【クロマトQ&A】:タンパク質やペプチドの分析方法について教えて下さい
本記事は、Analytical Circle No.36(2005年3月号)に掲載されたものです。
アナリティカルサークルNo.33(2004年6月発行)に生体試料中のタンパク質を除く方法について説明がありましたが、逆にタンパク質やペプチドの分析方法について教えて下さい。
タンパク質あるいはペプチドは、加熱や有機溶媒の添加などにより変性・失活しやすいため、試料の取り扱いは保存を含め注意が必要です。タンパク質の変性の原因としては物理的要因[加熱、凍結、高圧、紫外線、放射線、撹拌など]及び化学的要因[pH(酸やアルカリ)、有機溶媒、重金属塩、変性剤(尿素など)、界面活性剤、還元剤(2-メルカプトエタノール)など]があります。
保存に関してはタンパク質の種類によって冷凍あるいは冷蔵保存を選択します。溶液保存の場合、頻繁に凍結融解を繰り返すと変性、失活する可能性が高くなりますので、できれば用時調製が望ましいといえます。調製した試料溶液は分析中も容器ごと温度管理する事が望まれます。
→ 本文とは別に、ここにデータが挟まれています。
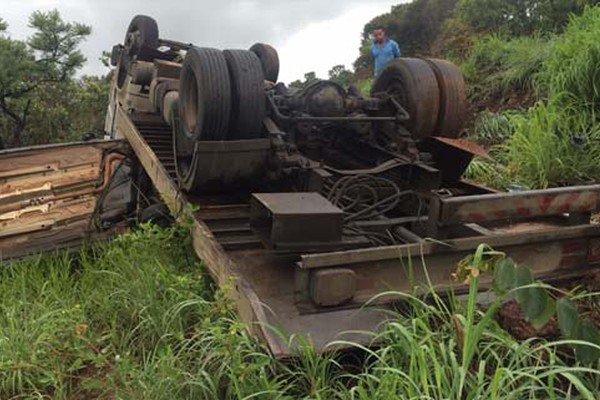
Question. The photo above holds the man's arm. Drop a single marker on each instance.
(395, 49)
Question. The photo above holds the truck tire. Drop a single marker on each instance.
(204, 95)
(247, 94)
(161, 90)
(181, 150)
(142, 32)
(115, 54)
(269, 59)
(453, 98)
(413, 84)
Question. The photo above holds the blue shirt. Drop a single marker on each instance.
(384, 53)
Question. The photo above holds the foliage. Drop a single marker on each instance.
(139, 318)
(493, 128)
(571, 74)
(497, 67)
(518, 17)
(557, 141)
(537, 301)
(50, 55)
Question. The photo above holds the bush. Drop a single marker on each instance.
(497, 67)
(492, 128)
(552, 148)
(572, 73)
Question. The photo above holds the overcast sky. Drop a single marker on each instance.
(310, 35)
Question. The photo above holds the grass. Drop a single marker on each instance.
(139, 318)
(497, 67)
(556, 142)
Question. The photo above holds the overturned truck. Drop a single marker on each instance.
(317, 207)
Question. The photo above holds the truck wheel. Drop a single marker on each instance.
(453, 98)
(182, 151)
(413, 84)
(247, 94)
(204, 95)
(142, 32)
(268, 59)
(115, 54)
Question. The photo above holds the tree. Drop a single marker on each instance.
(50, 56)
(340, 75)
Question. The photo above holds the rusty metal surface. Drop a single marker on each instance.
(519, 205)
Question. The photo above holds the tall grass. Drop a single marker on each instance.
(497, 67)
(572, 73)
(557, 141)
(139, 319)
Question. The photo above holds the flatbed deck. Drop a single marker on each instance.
(268, 289)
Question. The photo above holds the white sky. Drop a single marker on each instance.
(310, 35)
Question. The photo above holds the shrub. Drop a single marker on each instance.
(497, 67)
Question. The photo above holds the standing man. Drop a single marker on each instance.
(383, 49)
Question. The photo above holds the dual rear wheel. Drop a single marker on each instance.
(432, 91)
(221, 98)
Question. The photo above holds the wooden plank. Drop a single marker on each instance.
(48, 193)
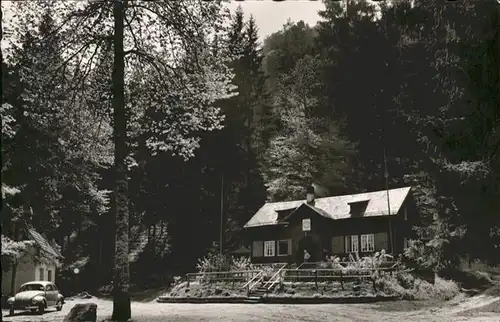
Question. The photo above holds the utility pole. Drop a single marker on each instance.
(386, 175)
(221, 211)
(386, 171)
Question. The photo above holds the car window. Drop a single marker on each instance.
(31, 287)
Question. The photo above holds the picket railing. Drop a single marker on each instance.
(275, 278)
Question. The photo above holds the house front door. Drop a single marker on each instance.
(312, 246)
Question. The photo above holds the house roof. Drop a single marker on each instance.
(336, 207)
(44, 244)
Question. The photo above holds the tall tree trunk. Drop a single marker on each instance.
(121, 296)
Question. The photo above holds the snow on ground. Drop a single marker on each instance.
(156, 312)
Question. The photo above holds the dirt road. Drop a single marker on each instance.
(457, 310)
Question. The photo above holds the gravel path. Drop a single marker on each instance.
(387, 312)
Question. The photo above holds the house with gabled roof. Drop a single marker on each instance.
(37, 262)
(361, 223)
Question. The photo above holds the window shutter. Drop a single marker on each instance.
(381, 241)
(347, 244)
(258, 248)
(338, 245)
(289, 247)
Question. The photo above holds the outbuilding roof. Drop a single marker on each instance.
(44, 244)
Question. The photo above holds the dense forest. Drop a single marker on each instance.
(411, 87)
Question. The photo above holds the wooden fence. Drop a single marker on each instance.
(229, 276)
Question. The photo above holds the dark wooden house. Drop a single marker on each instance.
(362, 223)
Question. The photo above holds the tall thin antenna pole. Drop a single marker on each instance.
(221, 211)
(386, 175)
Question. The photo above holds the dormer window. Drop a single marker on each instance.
(282, 214)
(358, 208)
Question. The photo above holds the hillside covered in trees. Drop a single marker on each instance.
(415, 86)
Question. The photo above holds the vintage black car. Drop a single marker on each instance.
(36, 296)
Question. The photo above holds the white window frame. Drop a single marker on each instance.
(406, 243)
(367, 243)
(269, 248)
(287, 241)
(354, 244)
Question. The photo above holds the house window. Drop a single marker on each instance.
(284, 247)
(258, 248)
(351, 244)
(269, 248)
(406, 243)
(367, 243)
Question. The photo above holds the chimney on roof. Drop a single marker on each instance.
(358, 208)
(310, 195)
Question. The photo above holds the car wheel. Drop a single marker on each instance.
(41, 308)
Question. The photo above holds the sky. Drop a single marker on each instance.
(270, 16)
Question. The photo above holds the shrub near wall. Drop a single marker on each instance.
(412, 288)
またタンパク質によってはガラス容器の内壁に吸着したり、金属の影響で変性や失活したりする事があります。このような場合、試料の調製や保存にポリマー製容器を使用し、装置の接液部はメタルフリー化します(PEEKなどの樹脂製カラムや、樹脂製の配管、接液部が樹脂製のポンプなど)。その他、濃縮に限外ろ過膜を使用すると膜の素材によっては吸着されて回収率が低下します。吸着されにくい素材を使用したり、固相抽出用イオン交換カラムに捕集し溶出させたりします。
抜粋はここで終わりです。